Unit of Medical Genetics, Department of Medical Sciences, University of Ferrara, Ferrara, Italy.
Dubowitz Neuromuscular Unit, Institute of Child Health, University College London, London, United Kingdom.
PLoS One. 2022 Mar 31;17(3):e0265469. doi: 10.1371/journal.pone.0265469. eCollection 2022.
We designed a novel strategy to define codon usage bias (CUB) in 6 specific small cohorts of human genes. We calculated codon usage (CU) values in 29 non-disease-causing (NDC) and 31 disease-causing (DC) human genes which are highly expressed in 3 distinct tissues, kidney, muscle, and skin. We applied our strategy to the same selected genes annotated in 15 mammalian species. We obtained CUB hierarchical clusters for each gene cohort which showed tissue-specific and disease-specific CUB fingerprints. We showed that DC genes (especially those expressed in muscle) display a low CUB, well recognizable in codon hierarchical clustering. We defined the extremely biased codons as "zero codons" and found that their number is significantly higher in all DC genes, all tissues, and that this trend is conserved across mammals. Based on this calculation in different gene cohorts, we identified 5 codons which are more differentially used across genes and mammals, underlining that some genes have favorite synonymous codons in use. Since of the muscle genes clear clusters, and, among these, dystrophin gene surprisingly does not show any "zero codon" we adopted a novel approach to study CUB, we called "mapping-on-codons". We positioned 2828 dystrophin missense and nonsense pathogenic variations on their respective codon, highlighting that its frequency and occurrence is not dependent on the CU values. We conclude our strategy consents to identify a hierarchical clustering of CU values in a gene cohort-specific fingerprints, with recognizable trend across mammals. In DC muscle genes also a disease-related fingerprint can be observed, allowing discrimination between DC and NDC genes. We propose that using our strategy which studies CU in specific gene cohorts, as rare disease genes, and tissue specific genes, may provide novel information about the CUB role in human and medical genetics, with implications on synonymous variations interpretation and codon optimization algorithms.
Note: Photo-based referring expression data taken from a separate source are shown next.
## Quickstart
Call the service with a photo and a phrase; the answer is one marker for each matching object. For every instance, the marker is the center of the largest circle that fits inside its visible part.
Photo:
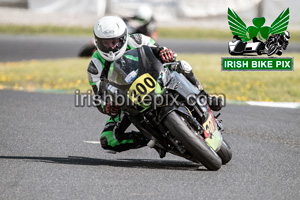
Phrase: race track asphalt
(49, 150)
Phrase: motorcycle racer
(112, 41)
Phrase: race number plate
(141, 87)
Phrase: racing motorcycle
(167, 108)
(276, 43)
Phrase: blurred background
(41, 42)
(193, 13)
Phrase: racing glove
(111, 109)
(167, 55)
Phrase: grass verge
(67, 75)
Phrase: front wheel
(225, 152)
(192, 143)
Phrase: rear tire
(225, 152)
(198, 148)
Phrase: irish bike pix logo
(249, 43)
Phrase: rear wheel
(192, 143)
(225, 152)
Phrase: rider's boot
(161, 152)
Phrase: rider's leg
(114, 138)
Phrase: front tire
(225, 152)
(198, 148)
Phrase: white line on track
(274, 104)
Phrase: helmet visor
(111, 44)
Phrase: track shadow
(129, 163)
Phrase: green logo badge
(239, 28)
(258, 39)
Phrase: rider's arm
(94, 71)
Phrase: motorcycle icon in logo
(276, 38)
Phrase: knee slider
(104, 143)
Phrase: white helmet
(111, 37)
(144, 13)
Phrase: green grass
(183, 33)
(67, 75)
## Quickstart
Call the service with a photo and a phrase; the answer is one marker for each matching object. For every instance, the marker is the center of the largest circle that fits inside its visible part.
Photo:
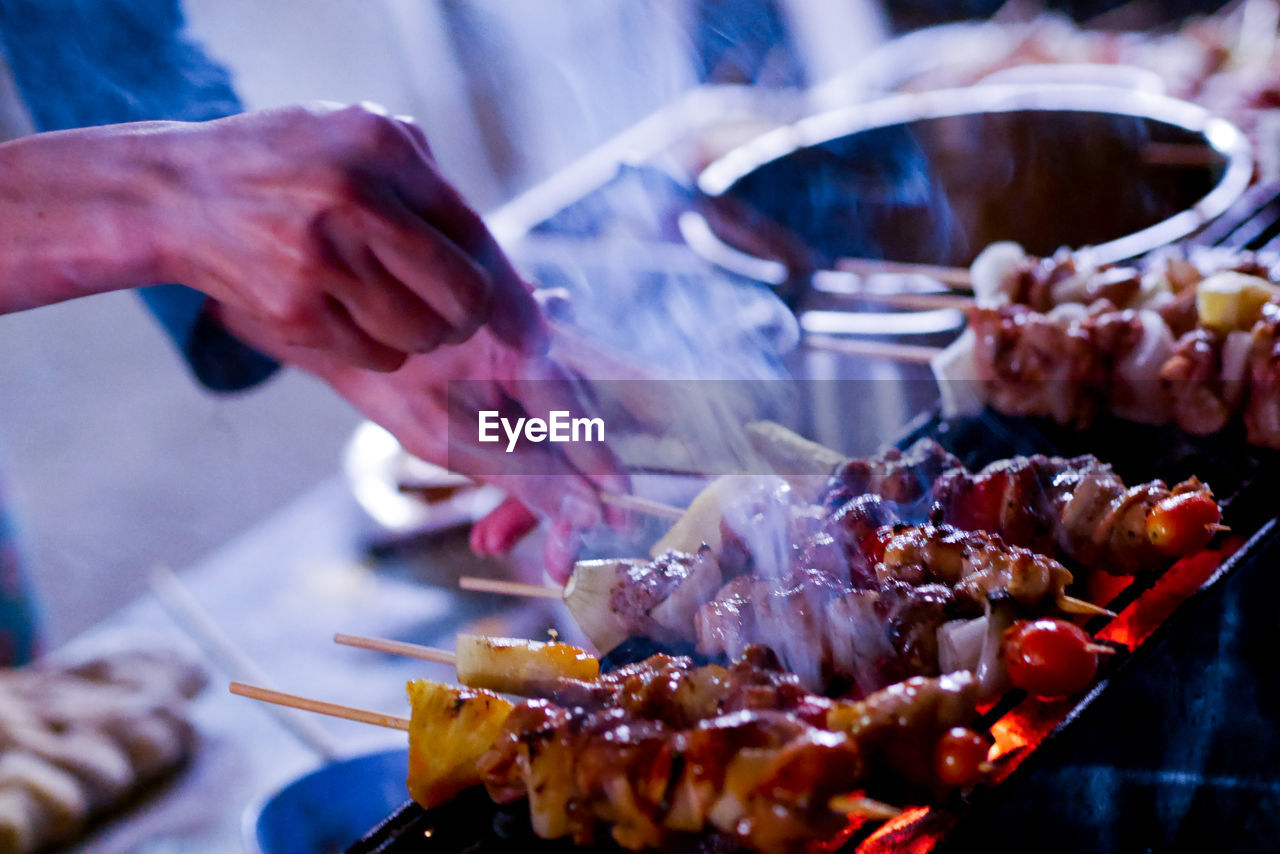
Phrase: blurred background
(119, 461)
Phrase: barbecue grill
(1174, 745)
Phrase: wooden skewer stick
(912, 301)
(952, 277)
(398, 648)
(864, 807)
(645, 506)
(1070, 604)
(510, 588)
(913, 354)
(320, 707)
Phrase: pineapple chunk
(449, 730)
(1230, 301)
(512, 665)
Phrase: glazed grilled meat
(662, 749)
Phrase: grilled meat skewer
(664, 748)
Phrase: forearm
(78, 214)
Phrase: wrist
(80, 214)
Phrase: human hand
(332, 227)
(430, 406)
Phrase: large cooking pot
(935, 177)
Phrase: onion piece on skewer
(956, 373)
(991, 272)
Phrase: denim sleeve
(81, 63)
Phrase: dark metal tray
(1174, 745)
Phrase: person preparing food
(319, 236)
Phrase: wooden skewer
(190, 613)
(864, 807)
(398, 648)
(913, 354)
(510, 588)
(320, 707)
(1070, 604)
(645, 506)
(912, 301)
(952, 277)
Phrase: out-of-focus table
(282, 590)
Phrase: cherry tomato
(1183, 524)
(960, 757)
(1050, 658)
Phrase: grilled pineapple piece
(515, 665)
(449, 730)
(1228, 301)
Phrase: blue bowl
(328, 809)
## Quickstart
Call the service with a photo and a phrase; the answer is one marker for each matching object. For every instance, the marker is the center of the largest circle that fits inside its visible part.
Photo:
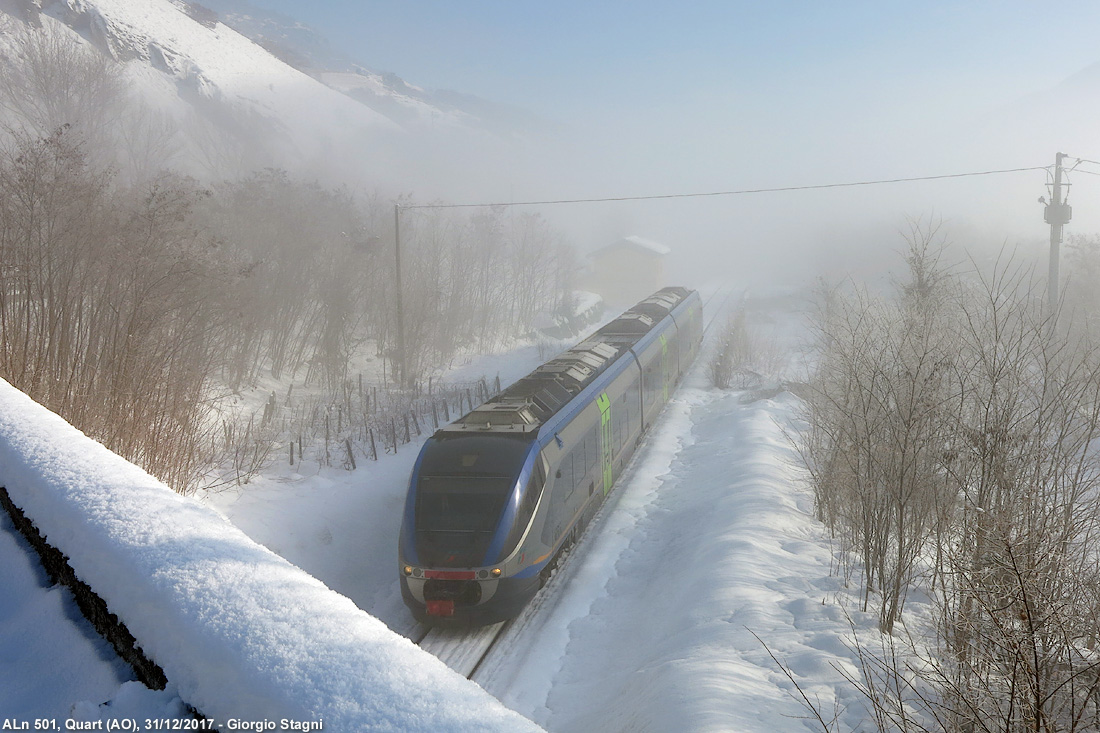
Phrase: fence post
(351, 457)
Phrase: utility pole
(400, 317)
(1057, 215)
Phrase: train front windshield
(462, 488)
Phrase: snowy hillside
(237, 107)
(239, 632)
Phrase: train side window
(567, 472)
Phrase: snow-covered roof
(635, 242)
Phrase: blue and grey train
(497, 494)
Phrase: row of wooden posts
(396, 429)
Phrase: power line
(725, 193)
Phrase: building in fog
(627, 270)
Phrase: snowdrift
(240, 632)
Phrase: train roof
(532, 400)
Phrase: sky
(661, 98)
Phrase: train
(496, 495)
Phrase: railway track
(468, 651)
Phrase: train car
(496, 495)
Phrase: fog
(637, 99)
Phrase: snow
(239, 632)
(657, 621)
(710, 542)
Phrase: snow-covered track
(462, 649)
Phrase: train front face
(470, 500)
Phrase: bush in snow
(952, 434)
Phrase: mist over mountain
(228, 89)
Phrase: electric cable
(725, 193)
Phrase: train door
(606, 444)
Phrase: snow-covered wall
(240, 632)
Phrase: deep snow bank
(240, 632)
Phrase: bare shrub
(952, 429)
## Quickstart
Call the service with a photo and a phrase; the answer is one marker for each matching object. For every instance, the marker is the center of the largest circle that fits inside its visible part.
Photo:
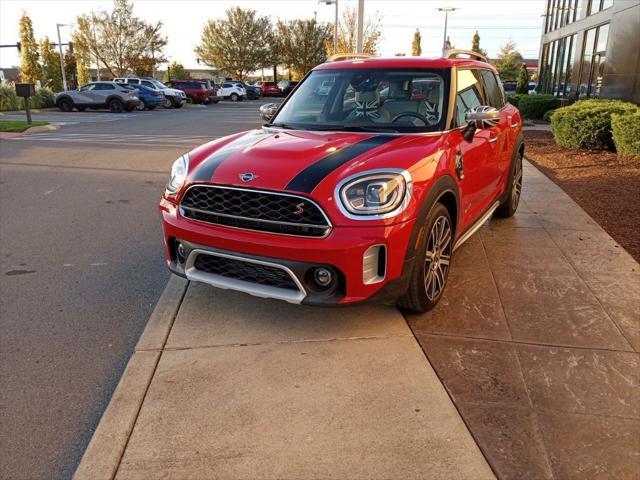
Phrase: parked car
(232, 91)
(149, 98)
(116, 98)
(337, 201)
(174, 98)
(253, 91)
(196, 91)
(286, 87)
(269, 89)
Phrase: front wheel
(512, 196)
(433, 259)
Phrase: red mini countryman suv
(360, 186)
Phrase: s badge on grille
(299, 209)
(247, 177)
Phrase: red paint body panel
(276, 156)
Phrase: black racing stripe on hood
(204, 172)
(310, 177)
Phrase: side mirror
(268, 110)
(483, 116)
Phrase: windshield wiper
(357, 128)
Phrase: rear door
(475, 160)
(501, 138)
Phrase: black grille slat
(248, 272)
(255, 210)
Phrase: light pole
(446, 11)
(335, 23)
(64, 75)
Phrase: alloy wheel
(437, 257)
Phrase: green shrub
(535, 106)
(10, 102)
(626, 133)
(587, 123)
(547, 115)
(514, 98)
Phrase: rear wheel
(116, 106)
(512, 197)
(65, 104)
(431, 267)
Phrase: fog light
(182, 252)
(323, 276)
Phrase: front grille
(255, 210)
(248, 272)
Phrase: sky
(497, 21)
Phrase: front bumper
(342, 251)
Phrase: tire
(433, 260)
(115, 106)
(512, 195)
(65, 105)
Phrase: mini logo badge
(247, 177)
(299, 209)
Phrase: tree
(175, 71)
(523, 80)
(300, 44)
(416, 47)
(507, 61)
(29, 67)
(235, 45)
(347, 32)
(475, 45)
(118, 39)
(51, 74)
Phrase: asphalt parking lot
(79, 222)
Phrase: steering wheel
(420, 117)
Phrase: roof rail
(455, 52)
(338, 57)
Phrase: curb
(41, 128)
(102, 457)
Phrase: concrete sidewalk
(239, 387)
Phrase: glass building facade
(591, 49)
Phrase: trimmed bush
(547, 115)
(535, 106)
(626, 133)
(587, 123)
(515, 98)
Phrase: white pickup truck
(174, 98)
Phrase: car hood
(294, 160)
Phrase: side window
(493, 91)
(469, 94)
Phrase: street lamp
(335, 23)
(446, 11)
(64, 75)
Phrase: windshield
(368, 100)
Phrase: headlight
(178, 174)
(375, 192)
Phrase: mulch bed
(605, 185)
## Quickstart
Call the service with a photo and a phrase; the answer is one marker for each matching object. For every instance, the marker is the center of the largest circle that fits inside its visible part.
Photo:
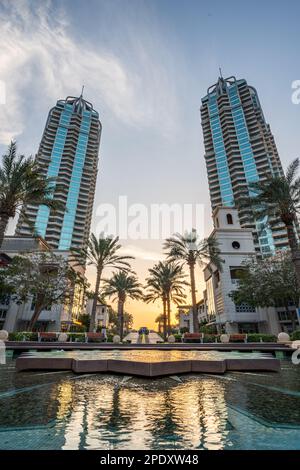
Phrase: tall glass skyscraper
(239, 149)
(69, 152)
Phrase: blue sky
(145, 66)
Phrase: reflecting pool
(61, 410)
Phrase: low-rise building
(16, 317)
(102, 313)
(236, 246)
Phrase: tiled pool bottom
(60, 410)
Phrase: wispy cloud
(42, 60)
(141, 253)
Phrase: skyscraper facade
(68, 152)
(239, 149)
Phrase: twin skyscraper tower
(239, 149)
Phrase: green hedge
(23, 336)
(210, 339)
(177, 337)
(295, 335)
(258, 337)
(76, 337)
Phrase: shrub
(295, 335)
(210, 330)
(177, 337)
(77, 337)
(210, 339)
(23, 336)
(184, 329)
(258, 337)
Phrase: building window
(3, 314)
(236, 245)
(244, 308)
(229, 219)
(286, 316)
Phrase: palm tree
(166, 282)
(190, 250)
(101, 253)
(122, 285)
(278, 197)
(160, 320)
(21, 183)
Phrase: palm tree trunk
(194, 302)
(121, 317)
(3, 226)
(39, 305)
(165, 317)
(169, 314)
(291, 316)
(95, 301)
(294, 250)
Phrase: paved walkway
(27, 345)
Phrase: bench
(193, 337)
(46, 336)
(238, 337)
(94, 337)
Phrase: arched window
(229, 219)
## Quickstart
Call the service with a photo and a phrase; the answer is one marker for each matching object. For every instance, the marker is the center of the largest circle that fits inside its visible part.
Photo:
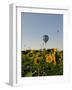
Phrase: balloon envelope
(45, 38)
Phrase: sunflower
(48, 58)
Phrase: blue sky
(35, 25)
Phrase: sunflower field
(46, 62)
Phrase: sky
(35, 25)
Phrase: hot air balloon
(45, 38)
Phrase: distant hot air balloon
(45, 38)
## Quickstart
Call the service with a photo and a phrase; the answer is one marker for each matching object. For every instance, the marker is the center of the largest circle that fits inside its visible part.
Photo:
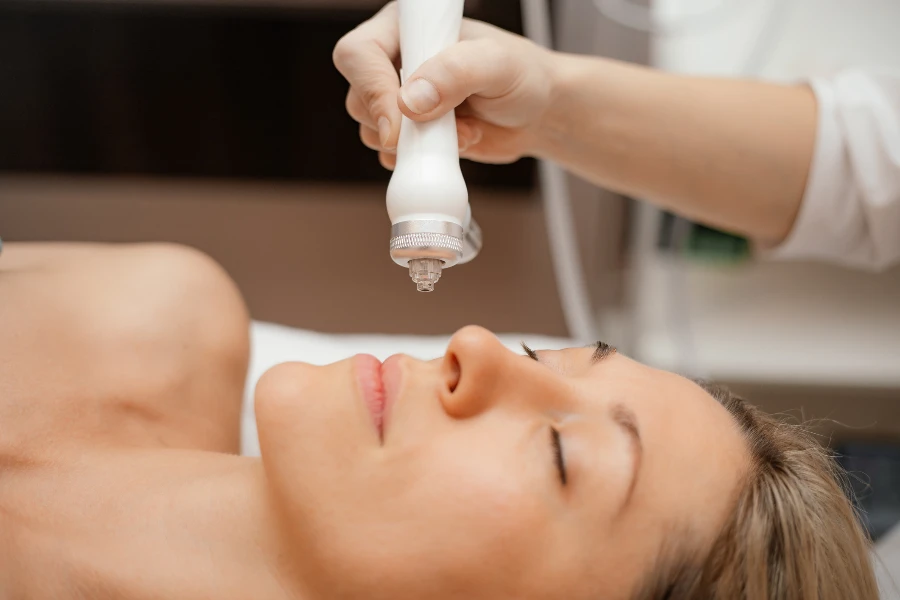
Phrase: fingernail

我们设计了一种新策略来定义 6 个特定人类基因小群组的密码子使用偏性 (CUB)。我们在 29 个非致病 (NDC) 和 31 个致病 (DC) 人类基因中计算了密码子使用 (CU) 值,这些基因在 3 种不同组织(肾脏、肌肉和皮肤)中高度表达。我们将我们的策略应用于在 15 种哺乳动物物种中注释的相同选定基因。我们为每个基因群组获得了 CUB 层次聚类,这些聚类显示了组织特异性和疾病特异性的 CUB 指纹。我们表明,DC 基因(特别是在肌肉中表达的那些)显示出低 CUB,在密码子层次聚类中很容易识别。我们将极度偏倚的密码子定义为“零密码子”,并发现所有 DC 基因、所有组织中的数量都显著更高,并且这种趋势在哺乳动物中是保守的。基于不同基因群组中的这种计算,我们确定了 5 个在基因和哺乳动物中使用差异更大的密码子,这表明一些基因具有首选的同义密码子。由于肌肉基因聚类清晰,而且其中肌营养不良基因出人意料地没有显示任何“零密码子”,因此我们采用了一种新方法来研究 CUB,我们称之为“基于密码子的映射”。我们将 2828 个肌营养不良症错义和无义致病性变异定位到各自的密码子上,突出表明其频率和出现与 CU 值无关。我们得出结论,我们的策略允许在特定基因群组中识别 CU 值的层次聚类,在哺乳动物中具有可识别的趋势。在 DC 肌肉基因中,也可以观察到与疾病相关的指纹,从而可以区分 DC 和 NDC 基因。我们提出,使用我们的策略研究特定基因群组中的 CU,作为罕见疾病基因和组织特异性基因,可能会为人类和医学遗传学中的 CUB 作用提供新的信息,这对同义变异解释和密码子优化算法具有启示意义。